The design process is simply an extension of the organizing process that began as you developed the concept for your subject.
To the extent that you can define your project's purpose and can prioritize the different parts of your message, you can create effective, good-looking print communications.
If, however, you're unclear about the purpose and undecided about the sequence and relative importance of the information you want to communicate, you're in dangerous waters. You're forced to operate subjectively rather than objectively.
Let's say you're designing a layout for a newsletter article that includes a series of photographs. Without you've thought through the role of the photographs in the article, you will not know how to position them. You'll be forced to be strictly subjective. "I think this photograph looks good here," etc. But if you know how they relate to the story and each other, you can easily decide on the proper order and size for them.

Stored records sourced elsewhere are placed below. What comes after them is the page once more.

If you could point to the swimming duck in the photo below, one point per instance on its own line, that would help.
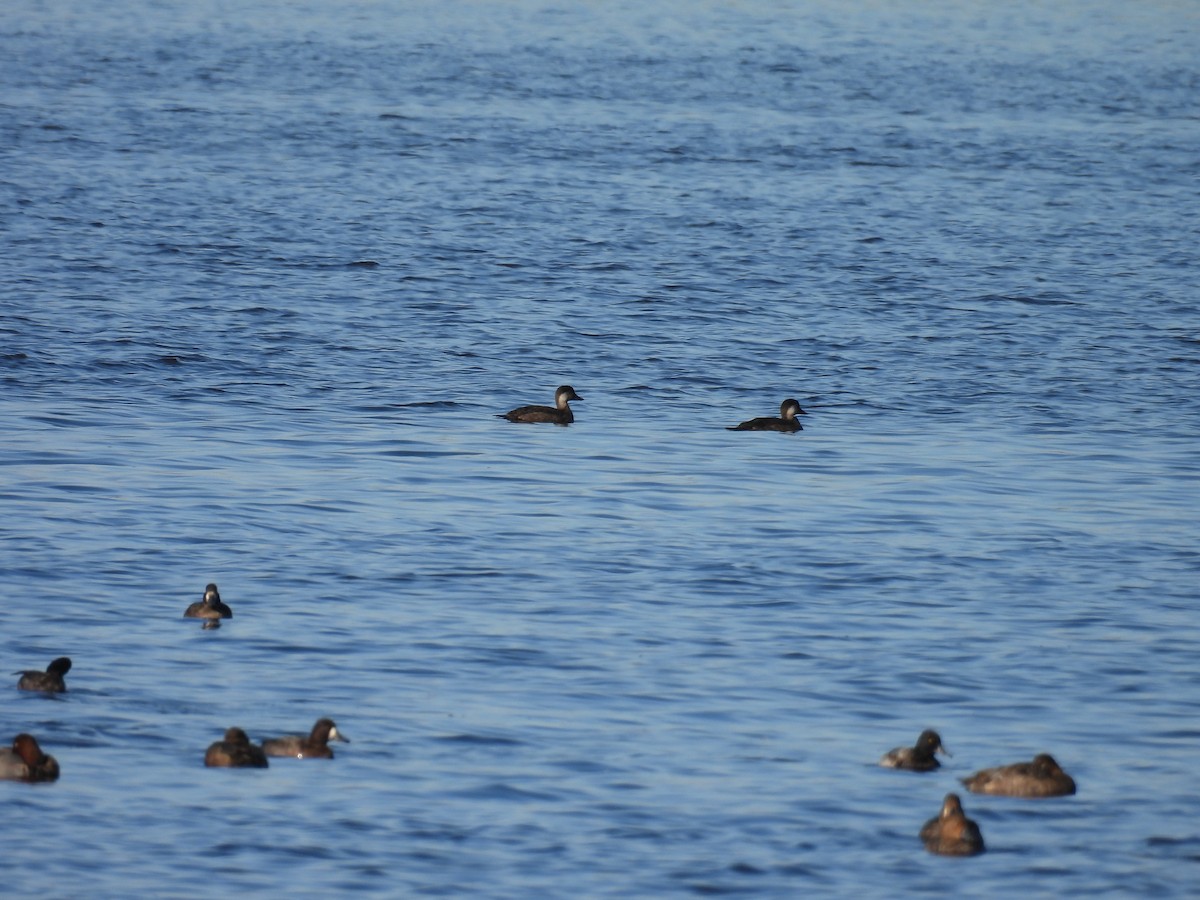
(235, 751)
(951, 833)
(210, 607)
(786, 421)
(27, 762)
(558, 414)
(1041, 778)
(919, 757)
(51, 681)
(313, 745)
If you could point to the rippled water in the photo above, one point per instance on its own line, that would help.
(270, 275)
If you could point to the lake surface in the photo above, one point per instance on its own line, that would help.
(269, 276)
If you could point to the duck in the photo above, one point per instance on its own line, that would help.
(1043, 777)
(27, 762)
(951, 833)
(235, 753)
(558, 414)
(51, 681)
(786, 421)
(313, 745)
(918, 757)
(210, 607)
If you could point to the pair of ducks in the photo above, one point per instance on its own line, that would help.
(52, 679)
(951, 833)
(235, 750)
(561, 414)
(25, 761)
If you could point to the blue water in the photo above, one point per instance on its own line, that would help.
(268, 276)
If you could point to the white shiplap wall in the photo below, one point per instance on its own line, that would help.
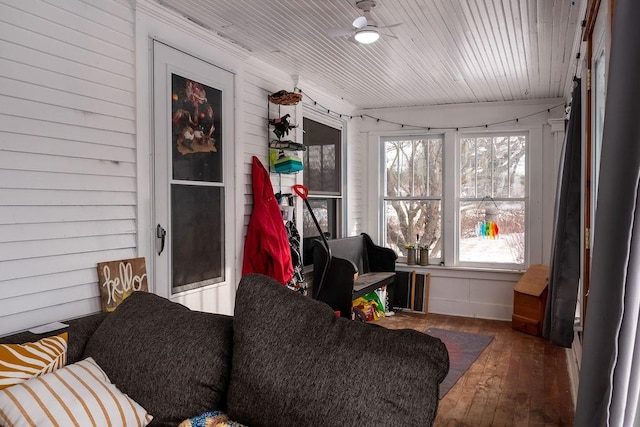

In a sense, desktop publishing and the tools of graphic design are an extension of your communication skills. They make it easier for you to give visual organization and emphasis to your message.
However, they can not compensate for a lack of initial planning or organization, which is why the success of your project hinges on this initial stage.
Before starting a project, ask yourself these question:
* Who is the intended audience?
* What is the basic message you're trying to communicate?
* In what format will readers encounter your message?
* What similar messages have your readers encountered from other sources or competitors?
* How does this publication relate to your other publications?
The more you define your project's purpose and environment, the stronger your design will be.